Halima*, une autre mère de famille relate avec désolation : « Les conditions du bâtiment étaient tellement insalubres que des fils pendaient de partout et ma fille s’est électrocutée. On a dû l’envoyer en Syrie pour se faire soigner, elle est complètement brûlée. »

Faute de moyens, beaucoup mettent en œuvre un éventuel retour, cela malgré les risques encourus dans un pays toujours en guerre. Bassel, un autre réfugié de la ville de Tripoli au nord du pays en fait l’amer constat : « Dans deux mois si je n’ai pas de réponse concernant ma demande d’asile pour la France, et bien même si c’est risqué je rentrerai. Au retour ils vont enquêter sur moi durant 6 mois sur ce que j’ai pu faire au Liban. Je n’ai pas peur car à un moment donné dans la vie quand il faut prendre une décision il faut la prendre .[…] J’y ai pensé à la mort, mais ça passe en second lieu comparé à la possibilité de revenir à sa vie d’avant. »
Un retour impossible pour certains
Mais, si certains peuvent envisager un possible retour, il n’en est pas du cas de tous. De nombreux bastions de rebelles où des habitants résidaient à proximité font encore l’objet de combats et de bombardements quotidiens. Beaucoup sont alors contraints de rester sur place faute de devoir, une fois de retour au pays, être enrôlés de force dans l’armée. Cette situation amène la famille à demeurer au Liban. Autrement une partie d’entre elle, généralement sans le père, rentre en attendant la fin de la guerre. Isam, réfugié syrien dans la ville de Saïda, le regrette : « Je ne peux pas rentrer car je suis toujours sur la liste de l’armée. Ou bien je tuais un frère, un voisin, un cousin ou bien je me serais tué. J’avais un couteau sous la gorge, j’ai préféré partir.[…] Les Palestiniens n’ont pas de droits, on est pire qu’eux. On est dans les oubliettes. Dans ce bled les animaux sont mieux considérés que nous ». Les autorités libanaises n’ayant ni ratifié la Convention de Genève de 1951, ni le Protocole de New York de 1967 ne reconnaissent pas, de fait, le statut de réfugié aux Syriens. Bon nombre ne déplorent pas seulement leurs conditions de vie, mais bien la conjoncture politique consistant à les traiter comme des individus à part entière vis-à-vis des libanais, ce qu’ils jugent comme profondément déshumanisant. Bassel poursuit : « Le Hezbollah est avec le régime syrien et contre les Syriens. C’est du business car ils ne peuvent se mettre contre l’État libanais. »

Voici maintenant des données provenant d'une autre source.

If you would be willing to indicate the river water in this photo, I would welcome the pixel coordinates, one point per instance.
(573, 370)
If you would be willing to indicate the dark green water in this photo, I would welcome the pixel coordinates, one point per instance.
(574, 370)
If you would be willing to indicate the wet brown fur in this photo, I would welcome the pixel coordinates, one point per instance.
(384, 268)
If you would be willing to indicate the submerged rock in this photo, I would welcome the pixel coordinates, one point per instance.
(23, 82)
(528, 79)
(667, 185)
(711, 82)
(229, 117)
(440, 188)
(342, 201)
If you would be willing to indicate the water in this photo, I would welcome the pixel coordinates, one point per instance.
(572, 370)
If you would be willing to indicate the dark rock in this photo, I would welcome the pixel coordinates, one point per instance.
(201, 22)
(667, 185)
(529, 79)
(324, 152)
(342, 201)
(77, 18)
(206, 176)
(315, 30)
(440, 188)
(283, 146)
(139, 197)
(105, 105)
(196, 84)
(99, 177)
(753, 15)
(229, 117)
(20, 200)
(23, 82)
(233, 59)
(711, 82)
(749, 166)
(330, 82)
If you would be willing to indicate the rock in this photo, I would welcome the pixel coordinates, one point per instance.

Nombreux y voient dans cette situation l’influence grandissante du Hezbollah, allié de Damas, désireux d’un retour rapide des réfugiés syriens chez eux, hors du sol libanais.

Isam rajoute : « Tous les quatre ou cinq mois, des soldats libanais viennent dans le camp et nous mettent tous contre le mur, ils fouillent les chambres, après ils partent. S’ils ont des soupçons, ils ramènent les personnes avec eux. Ils ne préviennent pas de leur venue, ils débarquent le matin au moment où il y en a qui dorment encore. »
Bassel m’explique : « S’ils voient un syrien dans le bus, ils le font descendre, l’emmène directement en prison et il séjourne un ou deux jours en taule. » Avec l’instauration de contrôles arbitraires et d’un couvre-feu, il leur est en plus interdit d’être propriétaire d’une voiture, d’un commerce ou de toute autre propriété, voire même de souscrire à une assurance. Les réfugiés syriens estiment que tout est fait pour qu’ils restent une main-d’œuvre bon marché et exploitable, car devant toujours être sous la coupe d’un libanais.
Une scolarisation à l’abandon
Ils perçoivent aussi ce contraste dans le domaine de l’enseignement qu’ils considèrent médiocre et ne permettant pas à leurs enfants d’obtenir une instruction au même titre que les libanais, voire d’acquérir les compétences nécessaires à une éventuelle entrée dans le monde du travail. À nouveau pour Bassel : « Il faut une éducation pour les enfants car ici ils n’ont pas d’avenir. Sinon, il se passera ce qu’il s’est passé pour les Palestiniens pendant plus de 40 ans. ». Des milliers d’enfants syriens ne sont pas scolarisés et pour ceux qui profitent de l’enseignement public, ils n’obtiennent en définitive aucun diplôme, car il ne serait pas reconnu par le pouvoir en place. Le transport constitue une première entrave à la scolarisation car elle est à la charge des parents. Les horaires de cours des enfants syriens de l’après-midi diffèrent des libanais au matin, horaire plus propice au travail. Mais, la crainte des parents se situe surtout dans le fait qu’il subsiste un risque réel de harcèlement et de racisme autant de la part des conducteurs de bus que des professeurs. Cette situation amène à inhiber toute possibilité d’inclusion des enfants de parents syriens dans la société libanaise.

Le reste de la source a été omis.